Le vent forcit malheureusement durant la nuit, venant de l'ouest et parfaitement aligné dans l'axe de notre bivouac, emportant avec lui tous nos espoirs d'une nuit reposante. Il est 5h. Au terme de quelques heures d'un sommeil très intermittent, la luminosité croissante nous permet d'assister à ce captivant spectacle de la folle danse des nuages ballottés par un vent débridé et inconstant. Il est 6h. À ce vent fanfaronnant et balayant tout sur son passage (nuages, chaleur corporelle, et perspectives d'un sommeil réparateur), viennent s'ajouter quelques fines averses de neige. Il est 7h. En plus d'avoir froid, on commence à être doucement mouillés. Dans ce genre de moments, on vit un mélange de doutes, de questionnements, et de résignation : que faire, sinon attendre que ça passe ? Il est 8h. Le ciel est toujours bouché et le vent continue sa bruyante farandole.
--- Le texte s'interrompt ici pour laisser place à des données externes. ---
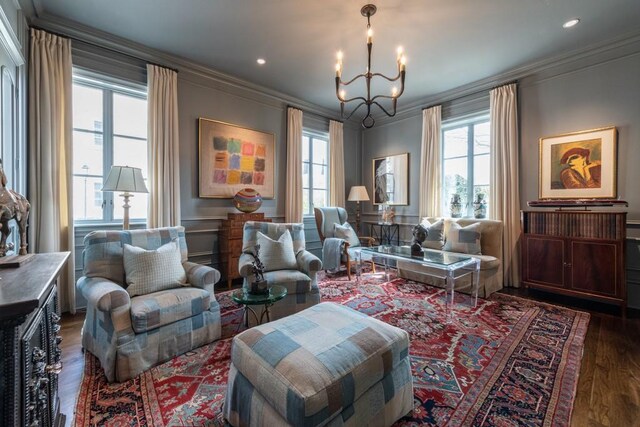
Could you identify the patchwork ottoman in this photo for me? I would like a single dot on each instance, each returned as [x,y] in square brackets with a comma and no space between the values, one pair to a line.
[326,365]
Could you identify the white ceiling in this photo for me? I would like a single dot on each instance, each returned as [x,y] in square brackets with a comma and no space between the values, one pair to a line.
[448,43]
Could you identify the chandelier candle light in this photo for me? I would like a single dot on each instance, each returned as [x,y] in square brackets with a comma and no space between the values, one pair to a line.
[368,121]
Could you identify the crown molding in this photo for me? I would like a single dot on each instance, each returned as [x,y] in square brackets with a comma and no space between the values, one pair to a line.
[193,70]
[549,67]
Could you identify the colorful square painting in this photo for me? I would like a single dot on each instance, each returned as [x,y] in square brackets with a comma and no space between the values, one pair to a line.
[233,158]
[579,165]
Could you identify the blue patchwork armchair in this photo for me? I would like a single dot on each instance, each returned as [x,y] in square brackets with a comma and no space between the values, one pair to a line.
[131,334]
[301,282]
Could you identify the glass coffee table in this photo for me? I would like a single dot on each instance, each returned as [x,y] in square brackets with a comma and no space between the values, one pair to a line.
[444,265]
[241,296]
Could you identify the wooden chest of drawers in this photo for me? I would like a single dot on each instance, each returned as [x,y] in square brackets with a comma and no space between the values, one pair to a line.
[230,238]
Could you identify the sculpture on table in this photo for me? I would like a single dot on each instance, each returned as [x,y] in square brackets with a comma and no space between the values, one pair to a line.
[259,286]
[419,235]
[12,206]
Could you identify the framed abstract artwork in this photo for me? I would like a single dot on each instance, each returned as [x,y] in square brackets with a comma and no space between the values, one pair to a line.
[232,158]
[579,165]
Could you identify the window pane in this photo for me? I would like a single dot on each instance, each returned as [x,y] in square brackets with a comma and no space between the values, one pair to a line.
[305,175]
[305,148]
[481,138]
[130,152]
[129,116]
[87,108]
[87,198]
[306,205]
[481,170]
[319,176]
[319,151]
[319,198]
[456,142]
[87,153]
[138,203]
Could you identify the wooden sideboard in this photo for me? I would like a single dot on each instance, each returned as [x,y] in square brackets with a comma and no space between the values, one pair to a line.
[576,253]
[230,238]
[30,356]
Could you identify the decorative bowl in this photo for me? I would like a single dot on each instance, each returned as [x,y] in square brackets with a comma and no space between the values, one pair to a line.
[247,200]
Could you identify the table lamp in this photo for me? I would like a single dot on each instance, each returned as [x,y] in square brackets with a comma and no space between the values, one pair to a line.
[358,193]
[128,180]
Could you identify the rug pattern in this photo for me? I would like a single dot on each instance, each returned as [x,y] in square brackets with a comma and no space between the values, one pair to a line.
[506,362]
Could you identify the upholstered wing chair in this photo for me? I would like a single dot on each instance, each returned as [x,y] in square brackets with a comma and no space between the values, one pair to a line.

Finie la résignation : les questionnements sont nombreux mais la réponse reste la même : nous devons sortir par la Walker (et les 4 sommets qui la précèdent surtout). De là où nous sommes, cela reste le plus court, le plus sûr, et le plus efficace. La route est encore longue, et cela nous donne le courage d'émerger de notre moite léthargie et faire face à ce qui nous reste. Des questions demeurent (comment va évoluer le vent ? la visibilité va-t-elle s'améliorer ? les Italiens sont-ils partis depuis Canzio comme prévu ou serons-nous les seuls à poursuivre la traversée ?), mais l'objectif reste le même et la confiance en notre cordée intacte : pas de place pour la complainte, c'est nous qui avons choisi de nous embarquer dans une telle aventure ! Un regard de complicité suffit à rallumer le feu en nous, et nous nous élançons pour une journée dont nous savons bien qu'elle sera intense, très intense.
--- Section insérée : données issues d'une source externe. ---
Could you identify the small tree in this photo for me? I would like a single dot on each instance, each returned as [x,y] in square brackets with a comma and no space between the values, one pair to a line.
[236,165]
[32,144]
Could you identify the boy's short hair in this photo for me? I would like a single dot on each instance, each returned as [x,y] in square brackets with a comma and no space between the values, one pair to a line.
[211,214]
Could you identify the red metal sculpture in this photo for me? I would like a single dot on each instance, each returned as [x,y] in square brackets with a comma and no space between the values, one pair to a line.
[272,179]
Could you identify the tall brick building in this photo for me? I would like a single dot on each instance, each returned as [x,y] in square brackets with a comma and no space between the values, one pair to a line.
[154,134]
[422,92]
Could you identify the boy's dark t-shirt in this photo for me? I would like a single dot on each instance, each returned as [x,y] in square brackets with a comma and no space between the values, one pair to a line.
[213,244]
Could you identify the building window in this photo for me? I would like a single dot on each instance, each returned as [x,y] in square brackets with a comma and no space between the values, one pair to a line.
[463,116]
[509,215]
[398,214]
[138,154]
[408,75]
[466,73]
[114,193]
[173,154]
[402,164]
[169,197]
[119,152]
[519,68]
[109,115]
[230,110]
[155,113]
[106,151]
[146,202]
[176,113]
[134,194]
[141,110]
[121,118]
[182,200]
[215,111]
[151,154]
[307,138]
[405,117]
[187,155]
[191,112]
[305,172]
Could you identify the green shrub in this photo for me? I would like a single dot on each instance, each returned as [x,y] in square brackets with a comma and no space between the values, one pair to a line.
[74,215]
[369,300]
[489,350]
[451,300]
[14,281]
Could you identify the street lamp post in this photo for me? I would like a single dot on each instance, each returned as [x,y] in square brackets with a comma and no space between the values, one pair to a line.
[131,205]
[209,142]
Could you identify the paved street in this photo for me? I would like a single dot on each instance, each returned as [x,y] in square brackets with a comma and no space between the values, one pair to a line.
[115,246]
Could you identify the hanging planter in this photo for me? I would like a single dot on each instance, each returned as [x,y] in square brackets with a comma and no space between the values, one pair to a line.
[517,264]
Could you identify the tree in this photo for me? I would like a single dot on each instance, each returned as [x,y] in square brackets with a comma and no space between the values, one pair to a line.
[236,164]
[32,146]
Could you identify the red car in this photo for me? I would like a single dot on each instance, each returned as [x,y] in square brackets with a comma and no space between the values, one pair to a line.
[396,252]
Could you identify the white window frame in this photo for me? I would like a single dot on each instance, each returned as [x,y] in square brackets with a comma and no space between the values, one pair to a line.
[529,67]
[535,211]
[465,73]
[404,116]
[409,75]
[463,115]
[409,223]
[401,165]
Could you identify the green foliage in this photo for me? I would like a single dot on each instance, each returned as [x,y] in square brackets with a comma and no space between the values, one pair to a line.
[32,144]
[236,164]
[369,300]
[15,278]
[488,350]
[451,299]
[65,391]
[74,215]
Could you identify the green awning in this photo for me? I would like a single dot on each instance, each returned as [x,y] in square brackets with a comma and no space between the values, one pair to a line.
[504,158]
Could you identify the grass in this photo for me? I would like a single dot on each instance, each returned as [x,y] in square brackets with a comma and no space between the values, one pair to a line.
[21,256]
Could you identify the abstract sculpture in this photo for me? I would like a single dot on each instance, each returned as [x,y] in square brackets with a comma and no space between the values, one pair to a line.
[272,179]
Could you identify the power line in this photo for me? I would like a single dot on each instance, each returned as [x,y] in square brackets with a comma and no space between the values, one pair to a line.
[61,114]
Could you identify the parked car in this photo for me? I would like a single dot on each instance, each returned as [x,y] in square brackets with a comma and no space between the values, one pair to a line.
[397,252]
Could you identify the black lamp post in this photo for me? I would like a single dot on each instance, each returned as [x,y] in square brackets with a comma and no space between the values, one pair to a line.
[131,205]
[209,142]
Il est 9h, et nous nous attaquons aux deux longueurs (superbe dièdre/fissure en 4c) qui nous mènent au sommet de la Pointe Marguerite (4065m), les doigts glacés mais le visage rayonnant. À partir de là, les cieux s'ouvrent pour nous, et une providentielle accalmie nous laisse cheminer sur la splendide arête (aérienne mais en excellent rocher compact !) qui mène à la Pointe Hélène (4045m). Le plaisir est de nouveau au rendez-vous : les nuages se dispersent, le vent se calme, le soleil nous réchauffe, et nous progressons pleins d'entrain vers la Pointe Croz (4110m). Les vires sont remplies de neige mais l'arête est globalement sèche, nous permettant d'avancer à une allure correcte. Une fois la Pointe Whymper (4184m) atteinte, on se permet une bonne pause, à l'abri du vent, sachant que la descente sera encore très longue, et pour laisser la cordée italienne se rapprocher de nous. En quelques minutes, nous gravissons la pente de neige qui nous sépare de la Pointe Walker (4208m), et de là, nous savourons pleinement la réussite de cette première partie de notre traversée. Il est 14h, mais la course est loin d'être finie.
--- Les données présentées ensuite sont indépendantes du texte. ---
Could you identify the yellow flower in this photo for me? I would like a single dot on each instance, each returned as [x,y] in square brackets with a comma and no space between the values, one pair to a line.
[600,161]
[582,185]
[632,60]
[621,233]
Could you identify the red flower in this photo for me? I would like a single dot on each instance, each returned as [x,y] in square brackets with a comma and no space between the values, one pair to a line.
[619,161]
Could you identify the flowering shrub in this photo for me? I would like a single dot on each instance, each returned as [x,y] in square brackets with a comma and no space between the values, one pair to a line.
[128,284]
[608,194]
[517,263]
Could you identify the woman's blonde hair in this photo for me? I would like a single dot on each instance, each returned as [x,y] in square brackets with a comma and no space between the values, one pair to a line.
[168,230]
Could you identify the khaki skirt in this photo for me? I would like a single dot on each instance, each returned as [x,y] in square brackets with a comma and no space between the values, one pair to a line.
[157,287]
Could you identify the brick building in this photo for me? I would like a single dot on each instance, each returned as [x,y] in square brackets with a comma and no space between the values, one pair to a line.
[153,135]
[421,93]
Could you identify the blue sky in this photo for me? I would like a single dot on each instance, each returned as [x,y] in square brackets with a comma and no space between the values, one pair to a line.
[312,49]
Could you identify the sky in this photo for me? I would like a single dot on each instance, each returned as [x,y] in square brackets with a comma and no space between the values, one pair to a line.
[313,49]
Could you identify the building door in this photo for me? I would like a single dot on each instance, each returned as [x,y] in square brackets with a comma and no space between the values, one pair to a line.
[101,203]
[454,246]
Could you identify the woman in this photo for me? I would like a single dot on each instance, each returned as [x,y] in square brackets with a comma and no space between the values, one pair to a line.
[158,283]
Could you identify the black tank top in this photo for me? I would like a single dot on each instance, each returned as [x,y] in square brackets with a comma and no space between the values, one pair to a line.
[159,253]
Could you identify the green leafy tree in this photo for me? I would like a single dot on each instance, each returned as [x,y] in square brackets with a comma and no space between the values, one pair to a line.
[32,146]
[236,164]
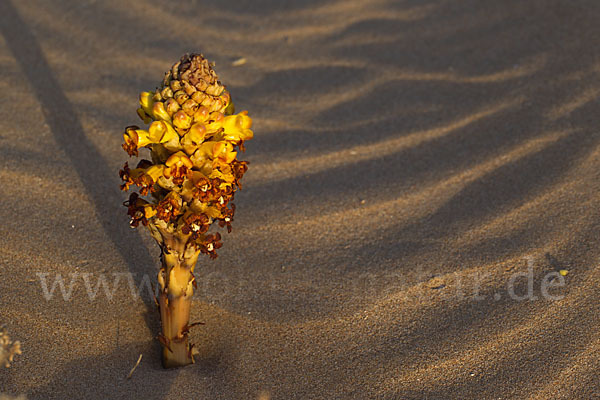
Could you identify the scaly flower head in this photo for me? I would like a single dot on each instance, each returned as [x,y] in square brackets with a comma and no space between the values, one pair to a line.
[193,172]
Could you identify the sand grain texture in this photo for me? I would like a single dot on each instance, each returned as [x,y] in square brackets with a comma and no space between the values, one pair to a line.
[403,151]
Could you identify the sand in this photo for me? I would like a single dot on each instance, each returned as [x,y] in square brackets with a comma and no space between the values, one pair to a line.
[409,159]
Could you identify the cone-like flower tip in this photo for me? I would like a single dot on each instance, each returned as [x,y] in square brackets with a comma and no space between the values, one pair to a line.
[201,114]
[147,102]
[159,111]
[181,120]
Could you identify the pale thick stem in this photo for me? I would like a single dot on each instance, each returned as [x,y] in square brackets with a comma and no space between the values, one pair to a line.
[176,289]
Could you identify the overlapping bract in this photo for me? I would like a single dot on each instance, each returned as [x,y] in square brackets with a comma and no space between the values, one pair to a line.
[193,138]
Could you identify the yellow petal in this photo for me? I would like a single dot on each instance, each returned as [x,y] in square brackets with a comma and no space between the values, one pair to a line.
[155,172]
[147,102]
[149,211]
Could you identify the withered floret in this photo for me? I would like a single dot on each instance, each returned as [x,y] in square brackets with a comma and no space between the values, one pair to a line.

La cordée italienne nous rejoint bientôt, et nous les laissons entamer la descente. Sans surprise, cette dernière est longue, très longue, et continue de solliciter notre concentration encore quelques heures. Nous descendons efficacement l'éperon mixte sous la Pointe Walker, traversons sans nous retourner le plateau glaciaire surplombé d'effrayants séracs, jusqu'à retrouver les rochers Whymper et ses 4 rappels qui nous déposent au milieu du couloir éponyme. Un pont de neige scabreux à franchir, et nous prenons pied sur les rochers du Reposoir, dont nous sortirons au terme d'une interminable désescalade et de 4 rappels. De là, il nous reste à descendre le tourmenté glacier de Planpincieux, la corde bien tendue au vu de toutes les crevasses qui le parsèment, jusqu'au refuge Boccalate. Il est maintenant 19h, et la fenêtre météo se referme, en même temps que nous laissons toutes les difficultés derrière nous. Merci aux Italiens pour leur trace dans la descente : cela nous a retiré une grosse charge mentale après avoir tout ouvert depuis Canzio. Sans pause et sans se perdre, cette descente Walker-Boccalate nous a tout de même pris 4h30.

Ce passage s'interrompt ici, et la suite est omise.